Это признание не только оправдало меня, но и наконец–то лейтенант, наконец–то, доказало, что меня подставили и несправедливо осудили. Зал вздрогнул после слов Пехотинца и удивлённо вздохнул, обращая на меня взгляды каждого из присутствующих. Их жалобные взоры, от которых было ещё тяжелей, и одновременно легче, ведь они подтверждали, как это страшно быть осуждённой по вину другого человека. А я, я так долга ждала, когда же с меня смоется вся эта наркотическая грязь! Я вспомнила всё то, что пережила в колонии, ребёнка, которого потеряла, отношения с мужем, которые испортила, месть, заполнявшую мне душу, горечь обиды, страх и боль потерь. Это признание очистило меня, и на эмоциях я не смогла остановить потока слез. Адвокат министра прижал меня к себе, а я пыталась усмирить рыдания, но всхлипы рвались из измученной груди, словно всё зло, затаённое в ней выходило наружу и испарялось в воздухе.

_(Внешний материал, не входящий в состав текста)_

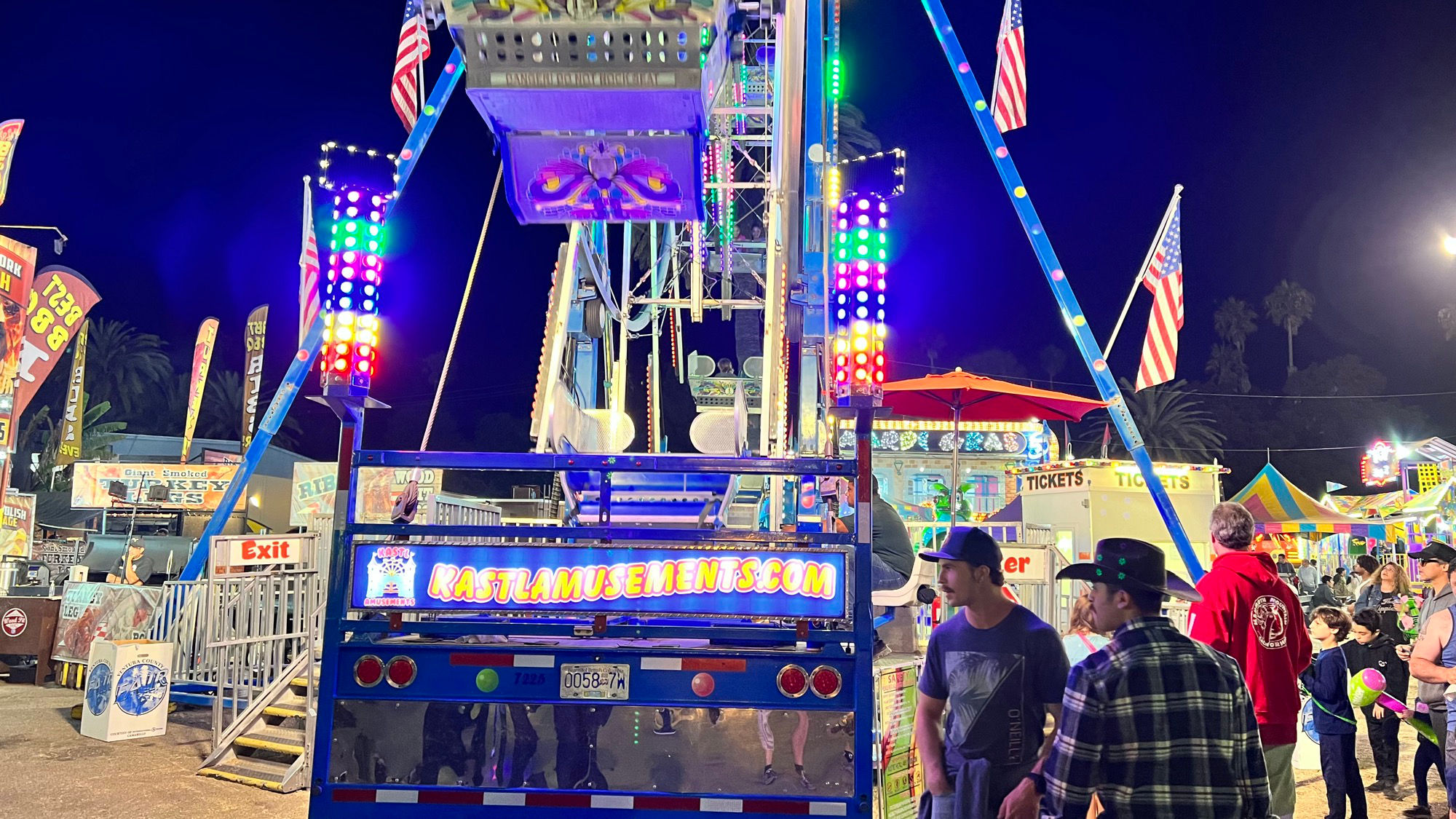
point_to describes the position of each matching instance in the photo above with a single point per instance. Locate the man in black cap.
(1439, 596)
(1155, 723)
(1001, 669)
(135, 567)
(1435, 560)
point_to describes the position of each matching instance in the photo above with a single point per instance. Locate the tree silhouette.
(1228, 369)
(1289, 306)
(1053, 360)
(1174, 424)
(124, 366)
(1235, 321)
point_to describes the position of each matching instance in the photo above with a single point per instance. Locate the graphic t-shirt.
(997, 684)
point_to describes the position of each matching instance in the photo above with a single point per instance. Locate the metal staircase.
(270, 743)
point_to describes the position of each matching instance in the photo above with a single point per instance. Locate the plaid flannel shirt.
(1157, 724)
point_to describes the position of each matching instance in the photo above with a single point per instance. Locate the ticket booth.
(1087, 500)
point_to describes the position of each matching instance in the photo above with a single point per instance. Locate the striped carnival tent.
(1368, 506)
(1281, 506)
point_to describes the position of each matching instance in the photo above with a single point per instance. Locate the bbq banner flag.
(17, 273)
(60, 299)
(202, 359)
(72, 426)
(9, 135)
(254, 337)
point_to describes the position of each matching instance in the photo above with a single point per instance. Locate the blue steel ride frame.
(1061, 288)
(304, 362)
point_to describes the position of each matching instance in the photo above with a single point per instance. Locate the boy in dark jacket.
(1371, 649)
(1329, 685)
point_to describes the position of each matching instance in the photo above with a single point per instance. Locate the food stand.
(28, 630)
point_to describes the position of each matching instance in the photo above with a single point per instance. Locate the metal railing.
(177, 620)
(260, 625)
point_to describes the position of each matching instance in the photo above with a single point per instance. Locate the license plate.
(595, 681)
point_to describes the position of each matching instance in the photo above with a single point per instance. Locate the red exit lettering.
(277, 550)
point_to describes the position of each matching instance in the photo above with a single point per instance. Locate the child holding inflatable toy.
(1329, 684)
(1374, 649)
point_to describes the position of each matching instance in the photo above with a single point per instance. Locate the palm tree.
(1234, 321)
(854, 139)
(97, 438)
(1289, 306)
(222, 411)
(1228, 369)
(1448, 318)
(1053, 360)
(123, 365)
(934, 347)
(1174, 426)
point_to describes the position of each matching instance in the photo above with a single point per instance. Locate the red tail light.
(793, 681)
(401, 672)
(369, 670)
(826, 682)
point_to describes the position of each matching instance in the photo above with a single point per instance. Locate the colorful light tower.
(353, 288)
(860, 295)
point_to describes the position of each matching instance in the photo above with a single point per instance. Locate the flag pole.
(1142, 272)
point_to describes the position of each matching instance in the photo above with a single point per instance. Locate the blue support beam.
(1058, 279)
(267, 429)
(304, 360)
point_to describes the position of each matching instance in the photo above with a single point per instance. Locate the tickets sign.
(790, 583)
(196, 487)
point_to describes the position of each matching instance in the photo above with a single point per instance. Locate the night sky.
(1315, 142)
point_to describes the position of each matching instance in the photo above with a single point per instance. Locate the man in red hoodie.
(1256, 618)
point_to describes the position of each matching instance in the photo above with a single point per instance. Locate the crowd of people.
(1148, 720)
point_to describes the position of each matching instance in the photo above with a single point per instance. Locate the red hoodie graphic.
(1256, 618)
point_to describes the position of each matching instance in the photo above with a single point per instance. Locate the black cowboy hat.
(1132, 564)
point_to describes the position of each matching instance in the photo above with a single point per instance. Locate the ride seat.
(909, 593)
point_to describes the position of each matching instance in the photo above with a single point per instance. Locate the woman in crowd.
(1366, 587)
(1083, 638)
(1397, 604)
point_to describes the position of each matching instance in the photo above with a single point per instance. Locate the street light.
(60, 244)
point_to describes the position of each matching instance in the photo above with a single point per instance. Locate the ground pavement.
(50, 769)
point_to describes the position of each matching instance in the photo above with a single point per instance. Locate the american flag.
(1164, 277)
(1010, 94)
(410, 58)
(308, 269)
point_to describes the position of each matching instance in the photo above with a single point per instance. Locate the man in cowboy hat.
(1155, 723)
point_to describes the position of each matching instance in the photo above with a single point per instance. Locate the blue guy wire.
(1058, 279)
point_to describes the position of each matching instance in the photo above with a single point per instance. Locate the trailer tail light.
(826, 682)
(369, 670)
(793, 681)
(401, 672)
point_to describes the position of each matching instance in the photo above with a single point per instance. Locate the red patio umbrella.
(968, 397)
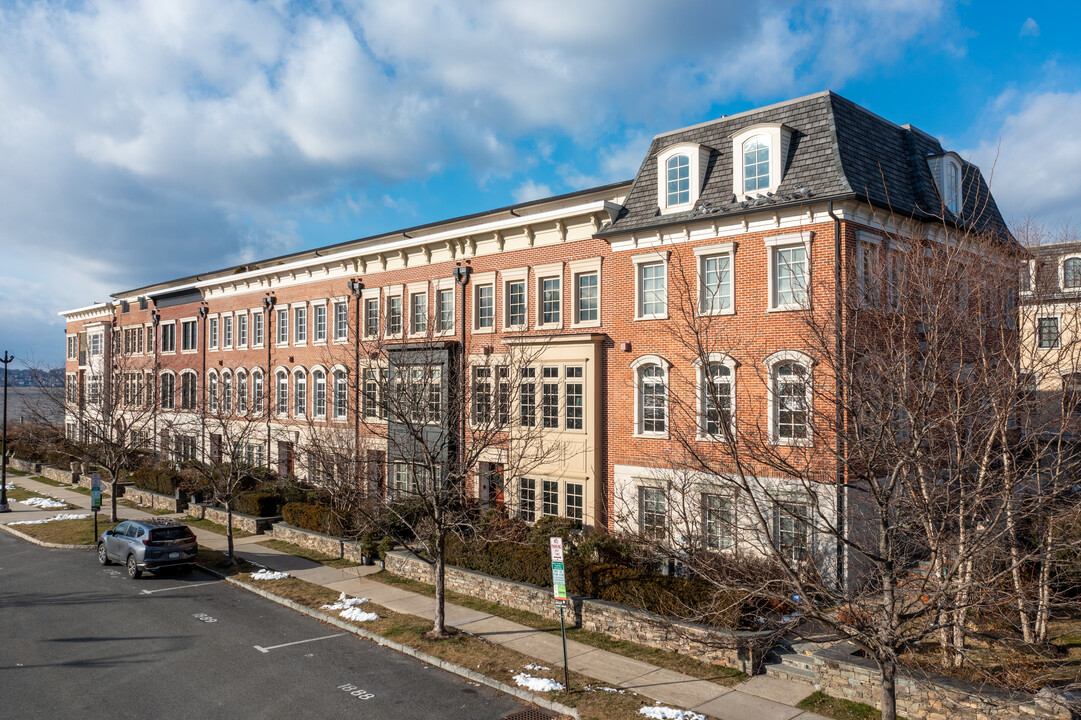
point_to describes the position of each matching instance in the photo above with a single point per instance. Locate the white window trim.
(697, 159)
(586, 266)
(779, 242)
(649, 258)
(666, 367)
(701, 253)
(542, 272)
(771, 362)
(481, 281)
(699, 411)
(506, 277)
(777, 136)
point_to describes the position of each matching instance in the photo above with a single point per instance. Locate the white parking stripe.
(287, 644)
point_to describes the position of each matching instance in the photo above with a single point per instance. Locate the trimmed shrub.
(255, 503)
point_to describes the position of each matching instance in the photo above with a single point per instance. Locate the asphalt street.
(78, 640)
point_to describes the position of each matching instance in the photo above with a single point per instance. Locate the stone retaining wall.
(328, 545)
(743, 650)
(841, 672)
(247, 522)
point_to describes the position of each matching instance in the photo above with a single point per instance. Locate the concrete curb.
(30, 538)
(424, 657)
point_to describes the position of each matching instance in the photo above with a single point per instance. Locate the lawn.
(669, 661)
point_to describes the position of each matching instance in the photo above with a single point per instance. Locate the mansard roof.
(838, 150)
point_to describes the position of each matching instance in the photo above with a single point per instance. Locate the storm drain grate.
(530, 714)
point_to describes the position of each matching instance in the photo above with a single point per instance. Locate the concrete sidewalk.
(760, 697)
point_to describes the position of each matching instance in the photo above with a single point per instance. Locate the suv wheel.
(133, 570)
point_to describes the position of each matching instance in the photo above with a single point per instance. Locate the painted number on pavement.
(356, 692)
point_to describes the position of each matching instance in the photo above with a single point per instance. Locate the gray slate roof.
(838, 149)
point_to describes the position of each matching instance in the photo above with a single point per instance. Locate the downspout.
(839, 396)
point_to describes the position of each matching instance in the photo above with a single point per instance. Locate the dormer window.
(681, 172)
(759, 154)
(756, 163)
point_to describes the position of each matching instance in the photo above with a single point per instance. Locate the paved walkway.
(760, 697)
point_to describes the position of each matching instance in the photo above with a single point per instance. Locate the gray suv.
(152, 544)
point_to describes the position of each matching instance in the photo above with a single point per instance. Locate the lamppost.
(8, 357)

«Подсудимый, Вы приговорены к 5 годам в исправительной колонии строгого режима за незаконное хранение и потребление наркотических средств в крупном размере, а также обвиняетесь в незаконном сбыте наркотиков, так как подбросили их женщине на вечеринке, но это дело рассмотрит другой суд», – объявил судья, в ответ на что, Пехотинец издал истошный полу–животный рёв.
Я всё ещё рыдала на плече адвоката, как и рыдала мать моего сокурсница, жалея своего «хорошего мальчика» и обзывая меня стервой и мразью.
«Вердикт будет приведен в исполнение немедленно. Вывести заключенного из зала суда и отправить в исправительную колонию на север страны! Исполняйте!», – отдал приказ судья.
«Всё теперь будет хорошо!», – подошла ко мне прокурор, протянув стакан воды, и глядя в её глаза, я убедилась, что так и будет.
Глава 62. Зависть
– Благодарю Вас! Я так благодарна! – всё ещё возбуждённая после оглашённого вердикта, повторяла я адвокату на улице.
– Вы же понимаете, что теперь нам ничего не стоит вытянуть из Пехотинца признание в том, что наркотики он Вам подбросил, вступив в преступный заговор с майором–юристом?!
– В зале суда подонок утверждал, что сделал это из злости на то, что бросила его.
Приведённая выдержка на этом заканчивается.